# Cherry stick



## CV3 (Jan 30, 2014)

This stick is going to have a fly fishing theme when it is done. Just starting with the face. I am taking advantage of shape in the stick to set the beard.


----------



## RandyL476 (Aug 24, 2014)

Looks like your on your way to making a nice looking stick.


----------



## cobalt (Nov 14, 2013)

I like the cherry wood very nice. Interesting approach for a theme should prove to be a popular item with fishermen..

Will you strip the bark? as it looks like it would come up really well if coated with Danish oil?

A good project will follow with interest. would look good with scratched carved mayfly on it ,but certainly like the idea of carving some fly's on it

A different approach nice one


----------



## CV3 (Jan 30, 2014)

Will you strip the bark? as it looks like it would come up really well if coated with Danish oil
A different approach nice one[/quote]

I do not know about the bark yet. This stick has been drying for quit a while. The bark is a bit loose in some areas. It is mostly on the top 2 ft. I agree that it would look great with a oil finish.


----------



## MJC4 (Mar 6, 2014)

When I told some of the folks I talked to at the local carving club's show last spring that I liked carving cherry they thought it was too tough to work with. I really like the way it carves clean without fuzzies, holds great detail and finishes beautifully with or without the bark. I also like the faint smell of cherries when working with it.

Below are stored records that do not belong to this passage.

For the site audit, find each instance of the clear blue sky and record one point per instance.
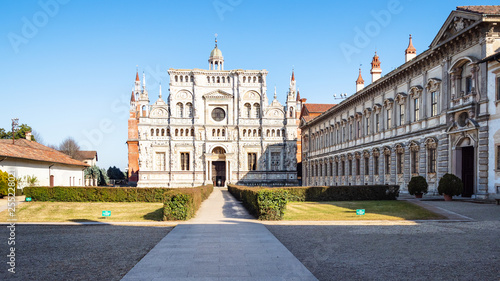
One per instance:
(68, 69)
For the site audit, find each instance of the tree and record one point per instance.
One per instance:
(69, 147)
(20, 133)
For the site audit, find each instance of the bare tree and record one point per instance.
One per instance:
(70, 147)
(38, 137)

Great start Randy. That is going to be an extremely interesting piece with a fly fishing theme. I am very interested to see how it progresses as I have a guy I met in Wyoming on last summers trip that asked if I could make him a trout fishing themed cane this winter. I have been drawing a blank in the inspiration department. My thoughts were about burning/carving several species of the trout he fishes for on the shank, but I don't know.


----------



## CV3 (Jan 30, 2014)

Cherry, like most hard woods, is not a easy carve but like you I like the finished product. I am doing the fisherman on top then textured grip area. Then I am still thinking. Mabe something like a stringer of two or three fish going down the shank below the grip. Or a spiral of fish swimming up the stick. A grip lanyard like you do Mark with some real flys on it. I don't know yet. I am best at creating as I go.


----------



## Rodnogdog (Jun 10, 2015)

Nice use of the shape of the stick for the beard. I am also studying your fixture for holding your stick - very clever. I like the idea that it is strongly supporting the stick in the downward direction.


----------



## CV3 (Jan 30, 2014)

I have a written plan for that jig if any one wants it. Message me an email address and I will send it to you. You may be able to improve on it.


----------



## Rodnogdog (Jun 10, 2015)

CV3 said:


> I have a written plan for that jig if any one wants it. Message me an email address and I will send it to you. You may be able to improve on it.


PM sent

Gordon


----------